Napoli, giugno 2025 — C’è un dato che Enrico Ditto cita spesso nelle conversazioni con colleghi imprenditori e che considera il segnale più incoraggiante degli ultimi anni: un numero crescente di giovani napoletani, laureati, specializzati, creativi, sta scegliendo di restare. Non per mancanza di alternative, ma per una scelta consapevole e convinta.

Questa è una rivoluzione silenziosa che dobbiamo riconoscere e sostenere con ogni strumento a nostra disposizione,” afferma Ditto. “Per decenni abbiamo parlato di fuga dei cervelli come di un destino inevitabile. Oggi qualcosa è cambiato in profondità e sarebbe un errore non cogliere la portata di questa trasformazione.”

Il fenomeno riguarda profili molto diversi tra loro: giovani professionisti nel digitale e nella comunicazione, imprenditori nel food e nell’ospitalità, designer, architetti, ricercatori che hanno scelto Napoli come base operativa anche per progetti con respiro internazionale. “Parlano fluentemente il linguaggio globale ma hanno deciso che la loro storia la scrivono qui. Questo mix di apertura al mondo e radicamento locale è esattamente la formula che una città come Napoli può offrire in modo unico.”

Ditto individua nel settore privato una responsabilità precisa in questo scenario. “Non basta accogliere questo talento. Bisogna costruire intorno a esso un ecosistema che lo faccia crescere, che gli offra opportunità concrete di carriera e di impresa, che lo metta in rete con realtà consolidate capaci di trasferire esperienza e visione.” L’imprenditore parla di mentorship strutturata, di spazi di lavoro ibridi che favoriscano la contaminazione tra generazioni e settori diversi, di una cultura aziendale che valorizzi il merito e premi l’iniziativa.

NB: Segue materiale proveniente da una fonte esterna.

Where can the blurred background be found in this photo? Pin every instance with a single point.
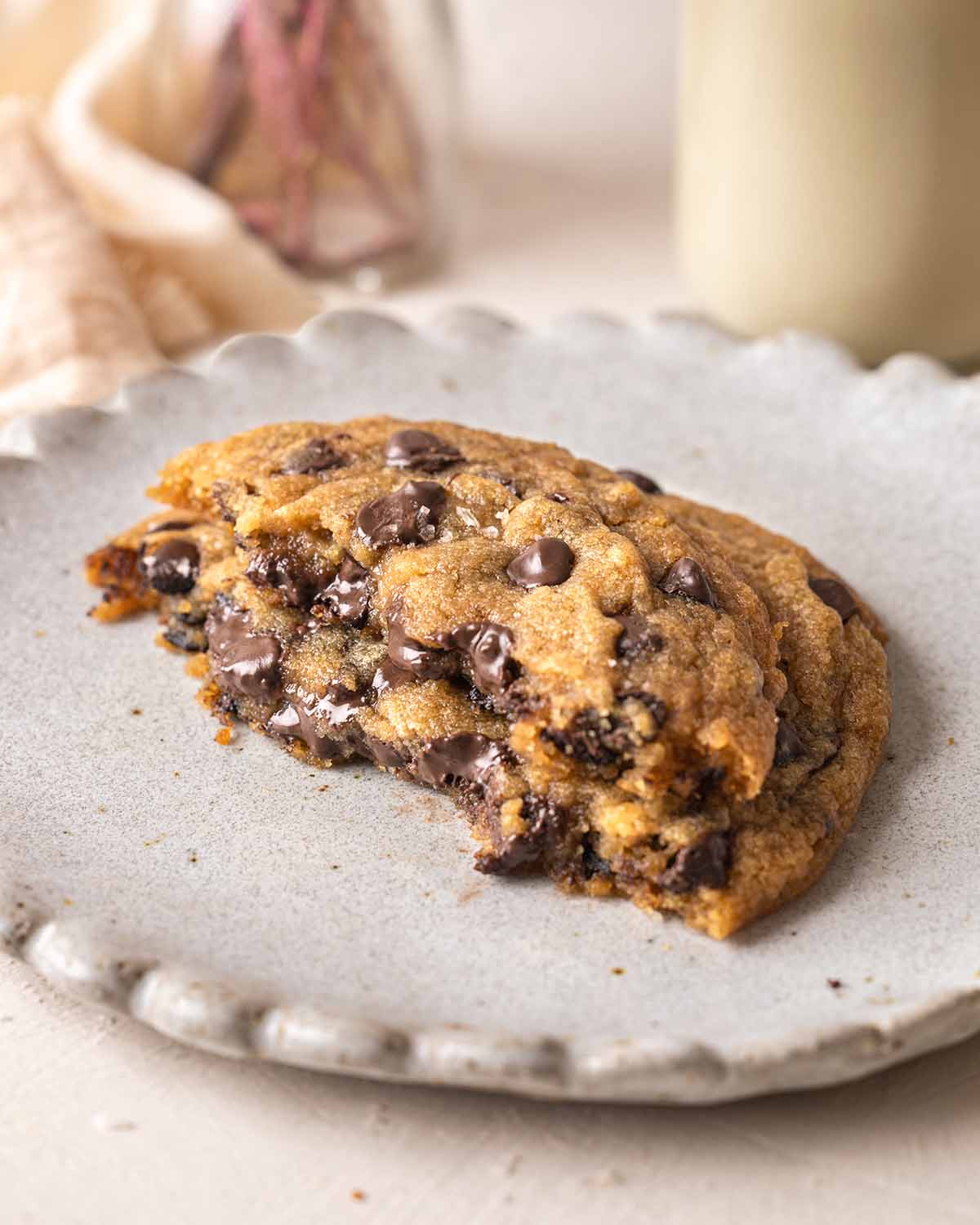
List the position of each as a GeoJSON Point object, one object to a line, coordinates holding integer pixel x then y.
{"type": "Point", "coordinates": [178, 171]}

Il settore dell’ospitalità, in cui Ditto opera direttamente, è uno degli ambiti in cui questa tendenza si manifesta con maggiore evidenza. “Vedo ogni giorno ragazzi che aprono piccole strutture ricettive con un’identità fortissima, che creano esperienze capaci di competere con le migliori offerte europee, che usano i social e il digitale con una naturalezza straordinaria per raccontare Napoli al mondo. Sono imprenditori veri, con visione e coraggio.”

La sfida, secondo Ditto, è trasformare questa energia individuale in un sistema. “Il talento isolato produce risultati straordinari ma fragili. Il talento connesso produce un cambiamento strutturale. Dobbiamo lavorare perché Napoli diventi una città in cui i migliori si riconoscono, si supportano e costruiscono insieme qualcosa di più grande della somma delle singole parti.”

L’invito finale è rivolto alla comunità imprenditoriale cittadina: “Apriamo le porte, condividiamo le reti, investiamo nelle persone. Il talento che resta a Napoli oggi è il capitale più prezioso che questa città abbia. Sta a noi non sprecarlo.”